The murine blood infection experiment was carried out as described previously (33). In the experiment, 10 sex-matched C57BL/6J mice (8 weeks old; Jackson Laboratory) were used. The skin infection experiment was carried out as described previously (34). After subcutaneous (s.c.) injection of the bacterial strains into the right flank, the lesion size was measured every day for 7 days. The skin lesion size was quantitated by taking a digital image of the lesion and processing the image with ImageJ (35). To determine the CFU in the infected skin tissues, the harvested skin tissue was suspended in PBS and homogenized with a TissuRuptor II instrument (Qiagen). The tissue homogenates were serially diluted and spread on a TSA plate. The agar plates were incubated at 37°C overnight, and the colonies on each plate were counted.

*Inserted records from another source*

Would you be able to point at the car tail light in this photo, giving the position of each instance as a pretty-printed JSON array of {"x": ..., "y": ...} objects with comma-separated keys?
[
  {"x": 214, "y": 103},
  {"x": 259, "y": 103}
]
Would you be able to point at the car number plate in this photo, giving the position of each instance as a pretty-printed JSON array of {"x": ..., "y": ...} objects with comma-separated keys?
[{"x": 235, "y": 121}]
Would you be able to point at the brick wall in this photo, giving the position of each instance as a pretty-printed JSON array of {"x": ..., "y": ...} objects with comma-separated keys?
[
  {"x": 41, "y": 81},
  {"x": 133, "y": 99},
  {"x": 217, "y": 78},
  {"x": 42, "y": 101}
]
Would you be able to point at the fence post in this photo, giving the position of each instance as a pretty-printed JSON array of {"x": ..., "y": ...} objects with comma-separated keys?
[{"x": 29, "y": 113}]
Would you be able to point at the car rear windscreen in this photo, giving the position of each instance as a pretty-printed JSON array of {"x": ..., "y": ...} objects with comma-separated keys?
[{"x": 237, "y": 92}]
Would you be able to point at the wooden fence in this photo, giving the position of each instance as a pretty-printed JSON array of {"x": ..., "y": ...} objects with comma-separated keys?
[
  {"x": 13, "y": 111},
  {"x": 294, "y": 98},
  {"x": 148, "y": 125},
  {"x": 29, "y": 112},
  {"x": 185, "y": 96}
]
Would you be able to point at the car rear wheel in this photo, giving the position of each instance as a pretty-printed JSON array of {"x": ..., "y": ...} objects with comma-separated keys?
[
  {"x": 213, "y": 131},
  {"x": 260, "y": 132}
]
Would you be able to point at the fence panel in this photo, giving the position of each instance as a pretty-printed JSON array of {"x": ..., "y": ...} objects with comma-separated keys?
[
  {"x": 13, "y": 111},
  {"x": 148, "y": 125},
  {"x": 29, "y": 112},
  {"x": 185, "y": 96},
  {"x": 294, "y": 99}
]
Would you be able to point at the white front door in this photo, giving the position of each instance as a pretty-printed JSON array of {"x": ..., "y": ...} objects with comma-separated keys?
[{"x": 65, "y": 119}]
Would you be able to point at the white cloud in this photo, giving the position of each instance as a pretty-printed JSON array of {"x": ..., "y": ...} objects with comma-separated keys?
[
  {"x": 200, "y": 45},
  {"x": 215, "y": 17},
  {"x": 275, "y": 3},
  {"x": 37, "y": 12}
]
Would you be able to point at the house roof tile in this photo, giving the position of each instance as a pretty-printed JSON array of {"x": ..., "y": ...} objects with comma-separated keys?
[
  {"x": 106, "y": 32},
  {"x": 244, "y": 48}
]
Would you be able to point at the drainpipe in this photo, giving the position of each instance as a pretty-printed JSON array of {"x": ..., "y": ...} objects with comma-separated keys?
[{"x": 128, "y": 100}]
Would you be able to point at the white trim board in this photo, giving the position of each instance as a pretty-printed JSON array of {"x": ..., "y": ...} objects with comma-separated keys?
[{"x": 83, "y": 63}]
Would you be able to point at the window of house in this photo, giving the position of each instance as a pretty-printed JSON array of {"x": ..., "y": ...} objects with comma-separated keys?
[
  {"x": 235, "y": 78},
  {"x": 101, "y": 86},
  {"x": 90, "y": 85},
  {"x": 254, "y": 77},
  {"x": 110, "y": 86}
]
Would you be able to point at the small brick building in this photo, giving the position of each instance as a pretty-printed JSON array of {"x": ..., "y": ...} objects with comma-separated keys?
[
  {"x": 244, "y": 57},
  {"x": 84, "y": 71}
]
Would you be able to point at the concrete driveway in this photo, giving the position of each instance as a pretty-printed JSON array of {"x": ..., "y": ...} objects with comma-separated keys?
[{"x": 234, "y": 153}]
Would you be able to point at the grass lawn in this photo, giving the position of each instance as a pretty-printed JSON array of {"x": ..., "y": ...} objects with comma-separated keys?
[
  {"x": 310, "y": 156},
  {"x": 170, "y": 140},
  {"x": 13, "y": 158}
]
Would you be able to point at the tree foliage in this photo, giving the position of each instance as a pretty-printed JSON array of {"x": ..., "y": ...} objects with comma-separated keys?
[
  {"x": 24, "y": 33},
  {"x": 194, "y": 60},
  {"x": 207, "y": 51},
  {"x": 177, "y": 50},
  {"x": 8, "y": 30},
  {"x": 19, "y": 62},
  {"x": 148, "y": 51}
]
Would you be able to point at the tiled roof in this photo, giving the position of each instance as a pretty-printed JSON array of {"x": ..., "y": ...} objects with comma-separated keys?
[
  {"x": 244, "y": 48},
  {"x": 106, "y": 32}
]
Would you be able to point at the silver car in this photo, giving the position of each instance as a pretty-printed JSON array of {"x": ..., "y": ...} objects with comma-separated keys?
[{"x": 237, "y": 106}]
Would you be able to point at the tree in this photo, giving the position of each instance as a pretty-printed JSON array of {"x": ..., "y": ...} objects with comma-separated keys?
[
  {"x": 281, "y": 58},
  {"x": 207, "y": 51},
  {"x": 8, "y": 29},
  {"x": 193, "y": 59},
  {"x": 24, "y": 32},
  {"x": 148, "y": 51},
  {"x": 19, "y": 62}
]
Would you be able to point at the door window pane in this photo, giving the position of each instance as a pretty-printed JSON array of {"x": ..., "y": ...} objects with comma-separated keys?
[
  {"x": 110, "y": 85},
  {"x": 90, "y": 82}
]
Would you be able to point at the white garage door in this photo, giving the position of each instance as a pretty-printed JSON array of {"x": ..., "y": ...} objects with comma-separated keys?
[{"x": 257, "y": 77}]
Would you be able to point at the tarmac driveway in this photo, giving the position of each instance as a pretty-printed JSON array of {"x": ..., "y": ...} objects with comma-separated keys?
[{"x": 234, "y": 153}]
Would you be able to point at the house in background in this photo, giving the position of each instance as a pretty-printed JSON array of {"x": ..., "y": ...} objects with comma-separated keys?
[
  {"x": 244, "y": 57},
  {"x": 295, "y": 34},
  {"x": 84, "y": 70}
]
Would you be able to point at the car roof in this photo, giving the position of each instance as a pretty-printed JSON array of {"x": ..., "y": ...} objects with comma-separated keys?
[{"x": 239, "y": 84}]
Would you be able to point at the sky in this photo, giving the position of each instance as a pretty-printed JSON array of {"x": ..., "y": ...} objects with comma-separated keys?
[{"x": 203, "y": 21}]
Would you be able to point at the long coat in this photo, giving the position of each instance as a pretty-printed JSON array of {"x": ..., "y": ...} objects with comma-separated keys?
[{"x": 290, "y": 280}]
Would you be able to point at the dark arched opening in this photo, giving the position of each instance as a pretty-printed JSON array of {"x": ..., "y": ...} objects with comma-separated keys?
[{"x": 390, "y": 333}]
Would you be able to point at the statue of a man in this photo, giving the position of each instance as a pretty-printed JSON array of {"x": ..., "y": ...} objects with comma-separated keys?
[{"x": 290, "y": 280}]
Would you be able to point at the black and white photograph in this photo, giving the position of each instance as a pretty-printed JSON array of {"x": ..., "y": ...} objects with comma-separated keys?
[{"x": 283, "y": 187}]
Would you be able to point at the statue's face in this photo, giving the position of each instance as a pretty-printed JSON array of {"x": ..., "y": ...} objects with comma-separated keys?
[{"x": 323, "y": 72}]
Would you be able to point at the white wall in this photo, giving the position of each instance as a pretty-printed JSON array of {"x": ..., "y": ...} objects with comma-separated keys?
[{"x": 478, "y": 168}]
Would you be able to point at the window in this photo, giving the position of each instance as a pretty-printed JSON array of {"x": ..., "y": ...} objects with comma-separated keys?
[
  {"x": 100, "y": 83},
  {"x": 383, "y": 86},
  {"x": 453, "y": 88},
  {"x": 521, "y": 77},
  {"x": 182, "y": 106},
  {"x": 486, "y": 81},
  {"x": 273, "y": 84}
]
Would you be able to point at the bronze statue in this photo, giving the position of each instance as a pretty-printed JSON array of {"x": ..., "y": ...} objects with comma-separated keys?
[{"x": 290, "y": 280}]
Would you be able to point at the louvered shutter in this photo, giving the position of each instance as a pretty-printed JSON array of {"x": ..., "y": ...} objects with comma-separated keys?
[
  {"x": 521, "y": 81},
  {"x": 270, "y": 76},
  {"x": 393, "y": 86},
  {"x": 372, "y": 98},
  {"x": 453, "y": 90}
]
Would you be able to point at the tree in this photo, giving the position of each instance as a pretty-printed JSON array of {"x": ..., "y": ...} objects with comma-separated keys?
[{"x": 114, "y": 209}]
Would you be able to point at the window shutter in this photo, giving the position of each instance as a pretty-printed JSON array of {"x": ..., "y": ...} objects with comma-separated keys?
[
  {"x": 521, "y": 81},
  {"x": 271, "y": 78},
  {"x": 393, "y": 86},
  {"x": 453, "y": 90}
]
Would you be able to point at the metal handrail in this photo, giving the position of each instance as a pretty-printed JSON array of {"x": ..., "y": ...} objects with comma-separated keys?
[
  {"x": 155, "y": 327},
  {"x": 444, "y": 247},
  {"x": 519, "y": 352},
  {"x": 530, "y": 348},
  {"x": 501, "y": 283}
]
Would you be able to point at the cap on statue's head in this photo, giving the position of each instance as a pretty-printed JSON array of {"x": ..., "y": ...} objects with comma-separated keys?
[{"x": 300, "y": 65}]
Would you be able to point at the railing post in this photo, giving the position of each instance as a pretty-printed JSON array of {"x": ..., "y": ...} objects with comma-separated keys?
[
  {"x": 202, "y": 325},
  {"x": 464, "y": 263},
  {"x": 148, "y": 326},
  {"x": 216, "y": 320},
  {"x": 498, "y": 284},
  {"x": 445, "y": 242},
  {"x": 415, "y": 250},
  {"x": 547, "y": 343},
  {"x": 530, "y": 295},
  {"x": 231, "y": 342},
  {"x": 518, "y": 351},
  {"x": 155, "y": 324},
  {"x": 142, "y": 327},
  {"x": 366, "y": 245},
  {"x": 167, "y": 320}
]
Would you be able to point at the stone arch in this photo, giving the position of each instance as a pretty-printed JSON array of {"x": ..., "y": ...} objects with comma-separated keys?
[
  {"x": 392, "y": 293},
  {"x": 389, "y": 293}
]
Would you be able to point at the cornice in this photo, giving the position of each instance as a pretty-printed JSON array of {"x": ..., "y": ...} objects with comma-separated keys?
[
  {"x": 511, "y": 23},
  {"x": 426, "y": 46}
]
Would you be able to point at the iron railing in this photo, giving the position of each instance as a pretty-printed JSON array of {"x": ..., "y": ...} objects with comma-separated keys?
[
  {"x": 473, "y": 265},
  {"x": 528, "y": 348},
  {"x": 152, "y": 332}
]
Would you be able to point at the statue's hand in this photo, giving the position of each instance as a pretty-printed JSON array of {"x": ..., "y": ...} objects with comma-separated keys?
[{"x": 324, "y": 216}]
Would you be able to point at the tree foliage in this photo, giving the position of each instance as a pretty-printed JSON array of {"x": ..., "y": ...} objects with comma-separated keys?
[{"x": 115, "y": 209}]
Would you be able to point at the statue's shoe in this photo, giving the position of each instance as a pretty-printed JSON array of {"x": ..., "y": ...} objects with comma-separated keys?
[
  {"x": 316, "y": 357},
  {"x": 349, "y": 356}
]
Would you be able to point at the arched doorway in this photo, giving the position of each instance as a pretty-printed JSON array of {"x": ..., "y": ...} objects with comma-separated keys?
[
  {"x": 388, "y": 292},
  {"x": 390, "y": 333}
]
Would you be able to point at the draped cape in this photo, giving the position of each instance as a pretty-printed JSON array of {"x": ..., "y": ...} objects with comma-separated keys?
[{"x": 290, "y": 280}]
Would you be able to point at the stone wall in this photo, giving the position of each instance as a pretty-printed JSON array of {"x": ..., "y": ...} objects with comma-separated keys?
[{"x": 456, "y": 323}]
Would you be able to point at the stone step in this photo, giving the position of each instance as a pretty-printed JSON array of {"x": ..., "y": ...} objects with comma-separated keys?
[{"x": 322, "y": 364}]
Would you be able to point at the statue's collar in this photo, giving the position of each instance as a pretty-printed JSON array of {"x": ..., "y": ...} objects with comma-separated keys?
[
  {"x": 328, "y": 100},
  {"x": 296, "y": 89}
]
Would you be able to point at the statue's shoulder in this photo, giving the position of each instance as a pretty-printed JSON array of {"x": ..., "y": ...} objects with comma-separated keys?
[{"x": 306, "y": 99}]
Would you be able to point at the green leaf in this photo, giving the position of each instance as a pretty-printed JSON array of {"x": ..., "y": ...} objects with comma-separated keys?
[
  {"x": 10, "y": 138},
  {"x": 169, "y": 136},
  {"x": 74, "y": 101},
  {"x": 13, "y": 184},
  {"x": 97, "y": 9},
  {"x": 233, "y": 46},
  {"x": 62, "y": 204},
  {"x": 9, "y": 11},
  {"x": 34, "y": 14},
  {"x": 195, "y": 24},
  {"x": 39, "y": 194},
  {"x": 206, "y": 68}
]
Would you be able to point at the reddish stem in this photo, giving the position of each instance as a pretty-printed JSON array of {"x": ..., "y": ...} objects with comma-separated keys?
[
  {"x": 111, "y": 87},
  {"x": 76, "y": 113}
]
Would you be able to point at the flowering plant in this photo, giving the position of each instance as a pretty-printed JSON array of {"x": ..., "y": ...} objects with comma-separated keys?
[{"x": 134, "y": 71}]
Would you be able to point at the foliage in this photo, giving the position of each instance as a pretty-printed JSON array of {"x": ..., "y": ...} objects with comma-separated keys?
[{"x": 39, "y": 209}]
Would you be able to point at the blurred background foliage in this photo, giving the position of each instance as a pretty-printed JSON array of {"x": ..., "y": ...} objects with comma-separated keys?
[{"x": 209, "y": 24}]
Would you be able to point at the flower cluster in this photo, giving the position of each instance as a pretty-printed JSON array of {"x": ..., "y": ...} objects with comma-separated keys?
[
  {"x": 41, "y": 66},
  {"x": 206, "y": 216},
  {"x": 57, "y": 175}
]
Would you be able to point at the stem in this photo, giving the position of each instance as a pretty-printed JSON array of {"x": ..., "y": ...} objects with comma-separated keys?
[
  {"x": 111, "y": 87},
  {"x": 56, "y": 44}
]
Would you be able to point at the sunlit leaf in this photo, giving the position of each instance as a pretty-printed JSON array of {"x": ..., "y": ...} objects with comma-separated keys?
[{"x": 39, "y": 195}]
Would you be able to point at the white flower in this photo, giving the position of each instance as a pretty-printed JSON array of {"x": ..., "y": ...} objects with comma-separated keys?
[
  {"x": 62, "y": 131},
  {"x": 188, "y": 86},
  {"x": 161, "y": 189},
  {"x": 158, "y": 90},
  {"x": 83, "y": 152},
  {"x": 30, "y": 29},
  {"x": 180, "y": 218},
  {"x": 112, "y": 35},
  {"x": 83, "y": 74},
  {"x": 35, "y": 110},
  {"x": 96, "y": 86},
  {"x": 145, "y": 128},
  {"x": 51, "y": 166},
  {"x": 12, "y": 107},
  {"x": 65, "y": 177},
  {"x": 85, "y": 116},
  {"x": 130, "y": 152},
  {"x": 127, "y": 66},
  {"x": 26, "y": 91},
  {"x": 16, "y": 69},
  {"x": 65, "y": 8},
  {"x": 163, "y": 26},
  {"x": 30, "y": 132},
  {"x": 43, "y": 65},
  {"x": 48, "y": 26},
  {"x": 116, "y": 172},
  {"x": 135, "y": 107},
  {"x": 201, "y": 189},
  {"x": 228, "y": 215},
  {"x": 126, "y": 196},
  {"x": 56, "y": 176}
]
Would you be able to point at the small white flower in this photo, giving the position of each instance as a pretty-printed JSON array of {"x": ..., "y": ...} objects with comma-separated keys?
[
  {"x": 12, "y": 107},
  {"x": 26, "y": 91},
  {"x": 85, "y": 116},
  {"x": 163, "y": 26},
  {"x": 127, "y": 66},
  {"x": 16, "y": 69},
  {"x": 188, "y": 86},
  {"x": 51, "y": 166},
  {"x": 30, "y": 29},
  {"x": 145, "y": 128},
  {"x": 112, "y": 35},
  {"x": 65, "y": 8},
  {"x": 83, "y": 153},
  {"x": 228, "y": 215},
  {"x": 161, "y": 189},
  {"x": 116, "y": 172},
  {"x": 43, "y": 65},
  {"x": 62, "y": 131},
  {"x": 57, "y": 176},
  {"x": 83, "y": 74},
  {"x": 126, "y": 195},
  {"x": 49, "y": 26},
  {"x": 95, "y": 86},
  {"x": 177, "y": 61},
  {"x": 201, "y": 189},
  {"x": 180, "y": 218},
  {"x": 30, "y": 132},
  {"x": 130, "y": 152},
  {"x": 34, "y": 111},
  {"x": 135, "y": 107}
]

Immunohistochemical analysis.

PBS, WT USA300, and USA300::mbtS were injected s.c. into three female mice per strain, as described for the animal experiment. At day 1 or 2 postinfection, the infected skin at the site of injection was dissected and fixed in 4% paraformaldehyde in PBS at room temperature for 3 h. Samples were washed 3 times in PBS for 5 min, placed in TBS medium (Triangle Biological Sciences, Durham, NC), frozen in dry-ice-cooled isopentane, and stored at −70°C until needed. Samples were sliced with a cryostat at a thickness of 12 μm and adhered to Superfrost Plus microscope slides. The tissue sections were dried at room temperature for 10 min, treated with 0.2% Triton X-100 in PBS for 5 min, and rinsed 3 times with PBS. The tissue sections were blocked with PBS with 0.05% Tween 20 and 20% calf serum (PBST-S) at room temperature for 30 min and incubated at 4°C overnight with the primary antibodies in PBST-S. The following primary antibodies were used: phycoerythrin (PE)-conjugated rat IgG against lymphocyte antigen 6 complex (catalog number 127607; BioLegend) to detect murine neutrophils and polyclonal goat IgG against mouse MMR/CD206 (catalog number AF2535; R&D Systems) to detect murine macrophages. For the visualization of CD206, tissue sections treated with the CD206 antibody were further incubated with a Cy3-conjugated anti-goat antibody (Jackson ImmunoResearch Laboratory, West Grove, PA). To visualize the connective tissue, the samples were incubated with fluorescein-conjugated wheat germ agglutinin (WGA-fluorescein) (1 μg/ml; Molecular Probes, Eugene, OR). Nuclei were visualized by 5 min of incubation with 4′,6′-diamidino-2-phenylindole (DAPI) solution (Sigma, St. Louis, MO) in PBST. The samples were examined and photographed with a Leica microscope.